Which doesn't really matter. Total income over hours worked isn't what measures the incentive to work, the marginal utility (not the same as dollar amount, to be sure, as income experiences diminishing marginal utility) of the next dollar is what sets the incentive. So, sure, the incentive is less in a system with basic income compared to one otherwise identical without it -- but nowhere near what you are portraying.
> People are absolutely smart enough to see how that works and many of them will choose not to work at all.
Sure, some will, but to an extent that's the point; people are going to be without wage labor one way or another.
> Yeah, it might be true that you don't live anywhere near as fun of a lifestyle on $20k/year as $44k/year but that's only if you value spending money.
You mean, if you value any of the things for which money can be exchanged. Which, pretty demonstrably, most people do.
There is no incentive not to work. With or without guaranteed basic income, you stand to lose tens/hundreds of thousands of dollars per year in compensation by quitting work. So there is no financial incentive at least (except e.g. the cost of commuting, which is generally small in comparison to your lost salary/wages).
The solution is obviously to watch the average standard of living get significantly worse, then elect the one promising a chicken in every pot, and a chicken-cooking robot in every kitchen (pot and kitchen sold separately).
Get rid of corporate entitlements like patents, obscenely long copyrights, the FDA (yes, it's an entitlement -- see how hard it is for a little guy to compete when the hurdles are so high), etc. etc. and then see how it shakes out.
If you're too foolish to do some vetting of what you take, you shouldn't compound that foolishness by stripping away others' right to take novel drugs that might, say, cure their cancer, etc.

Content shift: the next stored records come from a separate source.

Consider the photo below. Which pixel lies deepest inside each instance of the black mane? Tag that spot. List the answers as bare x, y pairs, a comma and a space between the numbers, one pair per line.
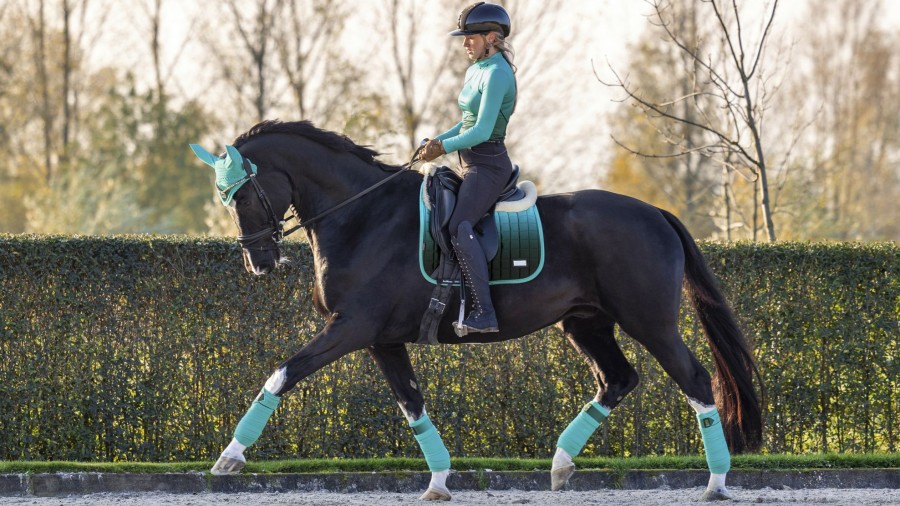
332, 140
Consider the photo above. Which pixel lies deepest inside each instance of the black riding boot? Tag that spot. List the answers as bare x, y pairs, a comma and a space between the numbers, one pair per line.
475, 270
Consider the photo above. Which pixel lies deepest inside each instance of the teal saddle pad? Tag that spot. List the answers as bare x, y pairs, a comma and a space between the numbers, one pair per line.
520, 257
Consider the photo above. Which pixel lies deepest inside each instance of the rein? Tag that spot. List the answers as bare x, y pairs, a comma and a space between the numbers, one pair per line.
276, 226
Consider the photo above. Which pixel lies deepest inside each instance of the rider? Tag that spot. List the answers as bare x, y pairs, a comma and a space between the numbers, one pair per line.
487, 100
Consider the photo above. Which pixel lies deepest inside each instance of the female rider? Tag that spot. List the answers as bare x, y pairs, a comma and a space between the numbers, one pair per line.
487, 101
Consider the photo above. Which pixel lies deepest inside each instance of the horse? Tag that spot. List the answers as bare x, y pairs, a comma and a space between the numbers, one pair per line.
610, 260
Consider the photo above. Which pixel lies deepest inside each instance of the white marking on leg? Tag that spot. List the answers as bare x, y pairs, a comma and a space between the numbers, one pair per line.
561, 459
276, 380
235, 450
409, 416
699, 407
439, 481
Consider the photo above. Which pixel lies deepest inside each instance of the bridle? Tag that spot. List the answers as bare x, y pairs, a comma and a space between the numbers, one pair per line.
276, 231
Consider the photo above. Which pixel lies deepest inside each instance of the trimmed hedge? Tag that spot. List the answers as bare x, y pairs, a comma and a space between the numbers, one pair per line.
151, 349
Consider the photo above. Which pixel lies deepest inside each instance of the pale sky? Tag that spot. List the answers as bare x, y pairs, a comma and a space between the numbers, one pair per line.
610, 26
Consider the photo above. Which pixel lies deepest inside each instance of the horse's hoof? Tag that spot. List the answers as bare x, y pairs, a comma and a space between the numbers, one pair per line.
719, 494
226, 466
559, 477
435, 494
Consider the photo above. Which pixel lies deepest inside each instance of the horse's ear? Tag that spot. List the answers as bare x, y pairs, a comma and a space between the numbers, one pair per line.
207, 157
234, 155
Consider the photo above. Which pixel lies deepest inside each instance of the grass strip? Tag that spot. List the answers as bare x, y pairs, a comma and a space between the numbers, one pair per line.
760, 462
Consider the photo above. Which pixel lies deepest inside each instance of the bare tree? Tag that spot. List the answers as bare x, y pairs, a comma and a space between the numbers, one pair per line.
732, 118
421, 79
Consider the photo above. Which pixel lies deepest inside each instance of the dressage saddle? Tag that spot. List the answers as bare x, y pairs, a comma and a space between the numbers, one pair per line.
442, 188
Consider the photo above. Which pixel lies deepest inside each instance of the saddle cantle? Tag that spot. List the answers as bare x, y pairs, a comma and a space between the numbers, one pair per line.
510, 235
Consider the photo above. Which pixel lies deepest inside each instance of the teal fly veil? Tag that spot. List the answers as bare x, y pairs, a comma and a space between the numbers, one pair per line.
230, 173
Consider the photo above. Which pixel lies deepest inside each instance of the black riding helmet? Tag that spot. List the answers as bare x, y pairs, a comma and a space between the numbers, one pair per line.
482, 17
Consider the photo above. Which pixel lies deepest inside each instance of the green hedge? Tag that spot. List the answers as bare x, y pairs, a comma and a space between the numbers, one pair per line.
151, 348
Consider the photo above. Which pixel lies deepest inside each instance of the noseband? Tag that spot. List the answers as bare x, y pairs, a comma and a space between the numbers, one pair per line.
276, 231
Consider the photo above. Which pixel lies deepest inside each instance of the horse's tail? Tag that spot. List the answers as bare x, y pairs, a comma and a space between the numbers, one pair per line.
735, 368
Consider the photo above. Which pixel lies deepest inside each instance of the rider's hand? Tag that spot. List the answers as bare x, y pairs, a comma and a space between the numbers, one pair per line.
432, 150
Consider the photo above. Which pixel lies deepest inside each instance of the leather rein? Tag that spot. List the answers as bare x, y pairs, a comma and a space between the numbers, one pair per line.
276, 231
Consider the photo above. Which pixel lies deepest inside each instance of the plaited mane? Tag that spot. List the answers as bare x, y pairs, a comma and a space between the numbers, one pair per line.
331, 140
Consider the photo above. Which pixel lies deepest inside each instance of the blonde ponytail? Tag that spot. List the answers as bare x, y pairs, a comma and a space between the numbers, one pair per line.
506, 49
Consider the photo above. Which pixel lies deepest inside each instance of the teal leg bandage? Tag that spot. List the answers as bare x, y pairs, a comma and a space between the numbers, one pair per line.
251, 426
573, 439
436, 454
717, 456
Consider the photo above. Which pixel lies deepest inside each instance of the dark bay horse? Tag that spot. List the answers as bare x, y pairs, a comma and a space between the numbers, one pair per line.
610, 260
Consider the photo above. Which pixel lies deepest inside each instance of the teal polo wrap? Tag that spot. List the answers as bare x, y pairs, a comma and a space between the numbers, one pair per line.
717, 456
251, 426
573, 439
436, 455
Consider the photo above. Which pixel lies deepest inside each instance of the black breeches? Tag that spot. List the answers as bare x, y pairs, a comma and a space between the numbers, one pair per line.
486, 170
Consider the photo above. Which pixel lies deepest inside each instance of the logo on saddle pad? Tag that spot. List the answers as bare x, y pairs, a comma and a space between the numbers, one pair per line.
520, 246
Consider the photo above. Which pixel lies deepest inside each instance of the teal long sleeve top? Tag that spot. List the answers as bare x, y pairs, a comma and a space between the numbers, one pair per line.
487, 101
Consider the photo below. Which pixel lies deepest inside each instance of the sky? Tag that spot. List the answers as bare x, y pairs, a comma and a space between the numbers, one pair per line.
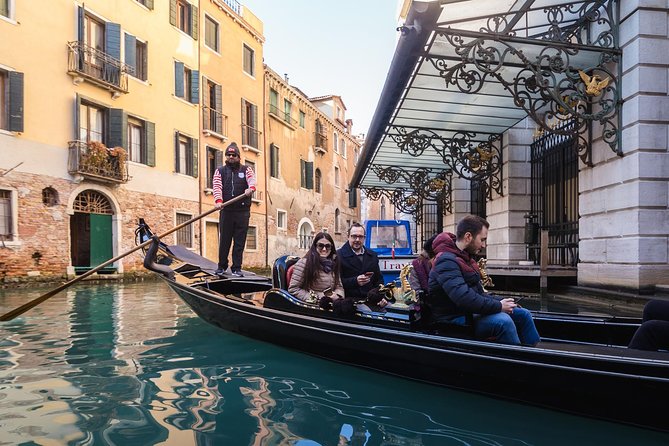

I'm not foolish enough to not vet what I take. Or I like to think I'm not. But I can't vet what I would take, because I'm not an expert. Therein lies the problem.
And, no, no free-market solution solves this without people fucking dying. Back to mises.org with this silliness, please.
The fact is that what another person chooses to take is none of your business. You use fearmongering as an irrational pretext to usurp someone's right to choose what they do with their own body, and sadly, that fearmongering works. It just doesn't work on reasonable people, who are in the minority.
Again? What has it been? two months since we last had a round of these "unlike all the other times where we said that things were really different, this time it really is different" opionions bullshit (no it isn't any different this time).
Can we please just let it be just this one article, this time?
The argument against basic income is the same as for IP laws. Without money or legal constructs to monetize their products, people have no incentives to work. Maybe we need better incentives for working and creating things.